IMO the answer is pretty simple; they were vital to building modern society, and as a result we're culturally accustomed to their use.
It probably helps that many (though by no stretch all) horses are very well taken care of and have a job to do. Show animals on the other hand (horse or dolphin) have a long track record of abuse, exploitation, neglect, and boredom.
When I initially clicked the link, I expected to hear about some bad things that happen when lots of tourists go somewhere to look at wildlife. Wildlife, to me, means animals which are not captive to humans. But the majority of animals described in this article -- tame elephants, dancing bears, trained monkeys and so forth -- are born, raised and abused in captivity.
Now if you told me that animal performance attractions are typically cruel, that would be a much less surprising headline -- the sordid history of circus animals is a long-told story. I guess the Amazon river dolphins are wildlife, but if the punchline of the story were "dolphins hurt each other fighting for bait", I don't think it would arouse quite as much pity in the audience. And I wouldn't be nearly as surprised to hear that there is a "dark secret" lurking behind "exotic animal encounter" tourism.

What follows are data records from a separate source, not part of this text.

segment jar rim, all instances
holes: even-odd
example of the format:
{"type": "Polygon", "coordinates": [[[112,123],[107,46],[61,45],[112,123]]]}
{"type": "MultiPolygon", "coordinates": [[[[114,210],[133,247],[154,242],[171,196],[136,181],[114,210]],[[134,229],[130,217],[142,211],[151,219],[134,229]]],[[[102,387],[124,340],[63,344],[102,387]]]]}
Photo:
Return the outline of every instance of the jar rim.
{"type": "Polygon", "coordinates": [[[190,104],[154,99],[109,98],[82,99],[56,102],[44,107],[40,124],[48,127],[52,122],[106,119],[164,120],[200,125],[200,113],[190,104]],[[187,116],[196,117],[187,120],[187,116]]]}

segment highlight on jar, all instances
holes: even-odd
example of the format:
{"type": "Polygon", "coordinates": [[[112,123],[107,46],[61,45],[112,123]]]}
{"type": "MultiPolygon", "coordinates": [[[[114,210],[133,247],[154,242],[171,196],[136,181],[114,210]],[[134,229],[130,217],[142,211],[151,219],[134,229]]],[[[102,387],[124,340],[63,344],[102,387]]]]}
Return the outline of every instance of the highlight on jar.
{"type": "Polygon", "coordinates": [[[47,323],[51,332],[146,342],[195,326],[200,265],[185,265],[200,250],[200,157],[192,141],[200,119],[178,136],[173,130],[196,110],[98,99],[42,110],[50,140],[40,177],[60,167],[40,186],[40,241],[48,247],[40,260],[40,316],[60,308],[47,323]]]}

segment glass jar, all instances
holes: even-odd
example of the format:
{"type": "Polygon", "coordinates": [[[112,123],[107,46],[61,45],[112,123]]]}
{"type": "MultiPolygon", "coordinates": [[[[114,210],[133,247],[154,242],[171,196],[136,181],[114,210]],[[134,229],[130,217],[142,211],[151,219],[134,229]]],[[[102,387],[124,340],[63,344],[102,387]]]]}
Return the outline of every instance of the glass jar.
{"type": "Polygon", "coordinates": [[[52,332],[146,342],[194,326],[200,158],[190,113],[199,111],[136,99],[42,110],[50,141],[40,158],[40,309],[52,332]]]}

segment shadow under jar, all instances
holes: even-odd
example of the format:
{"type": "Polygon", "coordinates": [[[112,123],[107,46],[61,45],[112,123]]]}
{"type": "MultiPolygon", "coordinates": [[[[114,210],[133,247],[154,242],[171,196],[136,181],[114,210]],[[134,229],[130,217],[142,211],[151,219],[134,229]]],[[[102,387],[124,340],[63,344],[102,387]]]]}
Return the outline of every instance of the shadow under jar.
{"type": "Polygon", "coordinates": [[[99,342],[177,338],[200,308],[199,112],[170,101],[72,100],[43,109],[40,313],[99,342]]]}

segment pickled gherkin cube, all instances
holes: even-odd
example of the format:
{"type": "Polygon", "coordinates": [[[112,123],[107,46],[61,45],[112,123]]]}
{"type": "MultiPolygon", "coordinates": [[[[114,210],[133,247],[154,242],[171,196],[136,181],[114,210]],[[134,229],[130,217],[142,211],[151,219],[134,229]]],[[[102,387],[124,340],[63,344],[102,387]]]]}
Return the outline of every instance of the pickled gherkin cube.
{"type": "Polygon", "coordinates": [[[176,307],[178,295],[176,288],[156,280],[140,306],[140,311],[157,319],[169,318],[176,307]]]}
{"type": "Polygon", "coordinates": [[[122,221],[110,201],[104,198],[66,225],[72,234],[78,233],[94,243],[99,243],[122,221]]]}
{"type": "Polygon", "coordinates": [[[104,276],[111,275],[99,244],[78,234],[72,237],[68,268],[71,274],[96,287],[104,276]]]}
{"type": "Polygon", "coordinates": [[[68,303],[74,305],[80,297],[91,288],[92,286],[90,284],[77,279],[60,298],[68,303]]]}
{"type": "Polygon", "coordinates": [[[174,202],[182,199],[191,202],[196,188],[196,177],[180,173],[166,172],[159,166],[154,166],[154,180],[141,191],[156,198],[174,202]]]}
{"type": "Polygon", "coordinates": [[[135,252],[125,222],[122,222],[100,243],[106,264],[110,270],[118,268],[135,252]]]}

Yes, but a lot of these experiences for tourists are offered in a way that conceals the 'performance' aspect in such a way that people feel they are having a wildlife experience.
Just to add a few thoughts to this for those who believe in animal welfare:
If you think it's too hard or impractical, assuming you live in a developed country it's almost certainly quite feasible and can be very cheap.
If you think it's too radical, it probably shouldn't seem any different than any of the other moral conundrums we abstain from. Is it radical to not kill, assault, or rob people?
Of course, the context of social acceptance matters, but to illustrate why this (in my opinion) isn't always appropriate, something more comparable: would you consider it radical to not enslave people if you lived in the US during the era of slavery and had the choice to do so but thought it morally wrong?
I've tried to eat at least more vegan and found it quite difficult. I can put some chicken, refried beans, cheese, and a tortilla in the microwave and have a satisfying, high calorie meal in five minutes. I haven't found a vegan equivalent yet.
It isn't satisfying without the chicken? The 'high calorie' aspect won't change too much... There are quite a few fake-meat takes on chicken out there, I don't miss meat so I tend to avoid them, but they exist.
I am vegetarian - I find it a nice balance between the two. In your example, drop the chicken, add some salsa and another kind of bean (whole black?). For extra fun, replace the chicken prep with mushrooms or tofu.
Go eat how you think you should eat. Maybe that includes insects. Maybe that includes steak once a month. Maybe it includes eggs but not milk. Make up your own mind and don't feel limited by the tiny number of established labels. They each come with their own complicated caveats and connotations. And they each demand, by virtue of their established labels, strict adherence to someone else's ideology.
I believe animal cruelty is wrong and I respect people who commit to vegeterianism/veganism, but I’ll keep eating meat until it’s economically unviable.
From which angle? I can't cite figures off the top of my head, but my understanding is that it's well established that eating meat is economically unviable in numerous ways.
Nobody could argue that factory-farmed chicken and pork isn't evil, but there are ways to eat meat without cruelty. Steers raised for meat are not miserable, nor are deer I (try) to shoot every winter.